Re: @DougS - Rewriting history
Yes, the democrats had a majority in both houses in 2009-2010, which let them push through legislation without republican votes. They still followed normal procedures for Obamacare, starting it in committee, getting debated on the floor, allowing votes on republican amendments (some of which were accepted) so it wasn't as bad as what we've seen the past month in McConnell's Senate.
Where things really went off the rails was when republicans used their majority to refuse any Obama appointees to come to a vote, and not recessing congress so there was no possibility of recess appointments. If this was done for controversial appointees and sensitive positions that would be one thing, but they started doing it for everything, even meaningless ambassadorships. The democrats stupidly suspended the rules to push those through with a majority vote, which paved the way for suspension of the rules to push Gorsuch through. Now Trump is pushing McConnell to suspend the rules in all cases, so the Senate is simple majority rule. What I don't understand is why he got on that rant after losing the health care vote in the Senate 51-49. Does he not understand that such a change would not help get health care past the Senate?
If McConnell is dumb enough to do that, it will come back to bite republicans down the road when the democrats regain a majority in the Senate, which is only a matter of time. Probably not in 2018 since too many seats are up (they have a better chance of taking back the House) but depending on what happens with Trump there could be a D landslide in 2020. Conservatives will rue the day they permanently suspended the rules requiring 60 votes if that happens, as democrats could simply undo whatever republicans accomplish from 2017-2020. And probably will.
I hope you see how unhealthy it is making politics into some sort of ping pong game where the main goal is to undo the other guys' accomplishments the first chance you get.

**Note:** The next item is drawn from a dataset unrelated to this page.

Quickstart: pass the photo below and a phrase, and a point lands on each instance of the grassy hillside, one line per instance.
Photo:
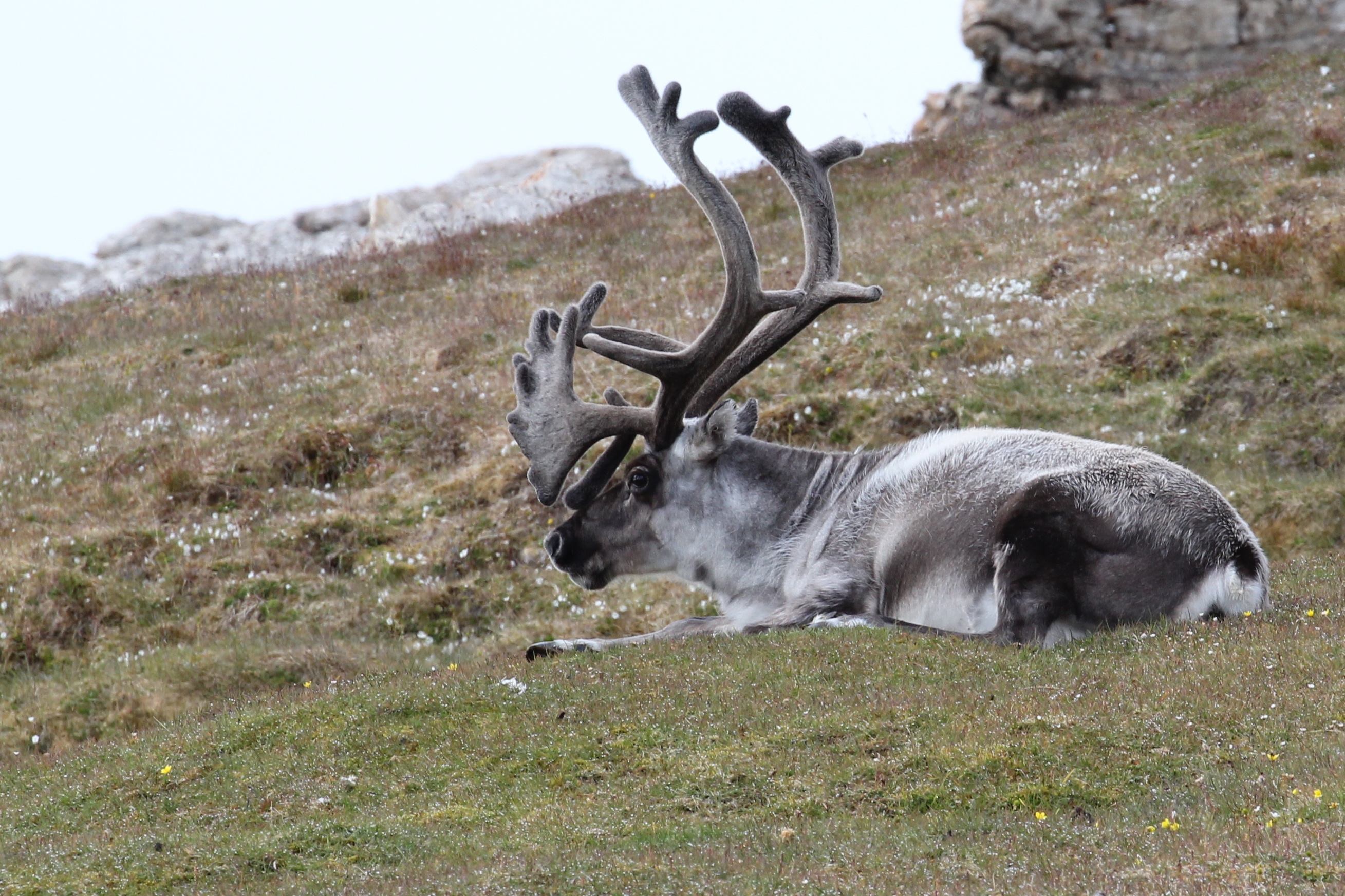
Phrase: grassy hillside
(229, 500)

Regardless of who you want to blame for starting it, or escalating it, it is clear this has become the modus operandi of both parties. In the past the 60 vote majority required for most things in the Senate prevented this, and forced at least minimal bipartisan cooperation. Now cooperation is a dirty word for republican primary voters, and they will remove anyone guilty of working across the aisle, to replace them with a purist who will vote in lockstep for all republican bills and against all democrat bills. The democrats don't appear to have reached that point yet, but the Sanders/Clinton split is the beginning of the same story on their side. If someone with Reagan's record of passing bipartisan legislation was running in a republican congressional primary, he'd out on his ear in favor of someone seen as more "loyal" to conservative principles.

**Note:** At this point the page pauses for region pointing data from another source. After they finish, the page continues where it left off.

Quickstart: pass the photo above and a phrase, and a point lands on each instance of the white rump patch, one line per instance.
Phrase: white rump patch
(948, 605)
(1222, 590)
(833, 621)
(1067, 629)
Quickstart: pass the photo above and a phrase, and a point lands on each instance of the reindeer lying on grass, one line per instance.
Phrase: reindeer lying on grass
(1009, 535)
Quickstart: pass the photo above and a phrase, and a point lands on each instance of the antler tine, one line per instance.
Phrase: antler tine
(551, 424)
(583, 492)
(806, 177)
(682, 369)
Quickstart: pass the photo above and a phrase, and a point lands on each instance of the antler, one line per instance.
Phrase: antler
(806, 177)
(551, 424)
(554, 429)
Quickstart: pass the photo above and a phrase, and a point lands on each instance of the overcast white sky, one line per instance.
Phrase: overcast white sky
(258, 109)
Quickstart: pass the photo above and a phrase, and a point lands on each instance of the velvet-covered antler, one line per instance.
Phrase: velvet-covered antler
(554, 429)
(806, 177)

Personally I think rather than changing the rules in the Senate to require 51 votes instead of 60, we'd be better off changing the rules in both the Senate and the House to require 2/3 majority to pass anything. No party will ever manage such overwhelming majorities, so there would be no possibility of passing republican or democratic "dream" platform ideas, only to see them undone a few years later. What good would it do republicans to pass the massive tax cuts they want to see if democrats can simply undo them a few years later? What good would it do democrats to pass single payer health care if republicans can simply undo it a few years later? Wild swings in something as basic as taxes or health care would be a disaster for the economy.

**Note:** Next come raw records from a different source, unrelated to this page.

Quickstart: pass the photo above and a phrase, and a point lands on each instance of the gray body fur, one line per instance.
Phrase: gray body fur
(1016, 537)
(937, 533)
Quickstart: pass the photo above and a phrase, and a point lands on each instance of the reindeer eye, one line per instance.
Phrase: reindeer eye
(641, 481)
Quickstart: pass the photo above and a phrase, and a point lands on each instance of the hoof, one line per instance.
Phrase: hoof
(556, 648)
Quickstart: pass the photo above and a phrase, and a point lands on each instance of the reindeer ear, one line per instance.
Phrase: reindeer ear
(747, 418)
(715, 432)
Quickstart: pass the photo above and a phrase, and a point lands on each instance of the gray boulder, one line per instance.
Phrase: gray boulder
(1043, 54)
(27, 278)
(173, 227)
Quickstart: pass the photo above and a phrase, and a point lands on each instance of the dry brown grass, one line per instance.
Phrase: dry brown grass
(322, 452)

Reagan was a darling of conservatives but he worked with the democrats on many issues, including tax reform. Clinton might have fiddled with it around the edges when he had power, but he didn't undo Reagan's tax cuts. Would you like to see the Ryan plan (or whatever tax plan you subscribe to) passed in full to take effect on Jan. 1, 2019, only to see the democrats take power in the 2020 elections and pass a repeal of those changes effective Jan. 1, 2022? Or would you rather have some simplifications and rate cuts / deduction elimination that isn't nearly all you could hope for, but won't be undone the first change democrats get?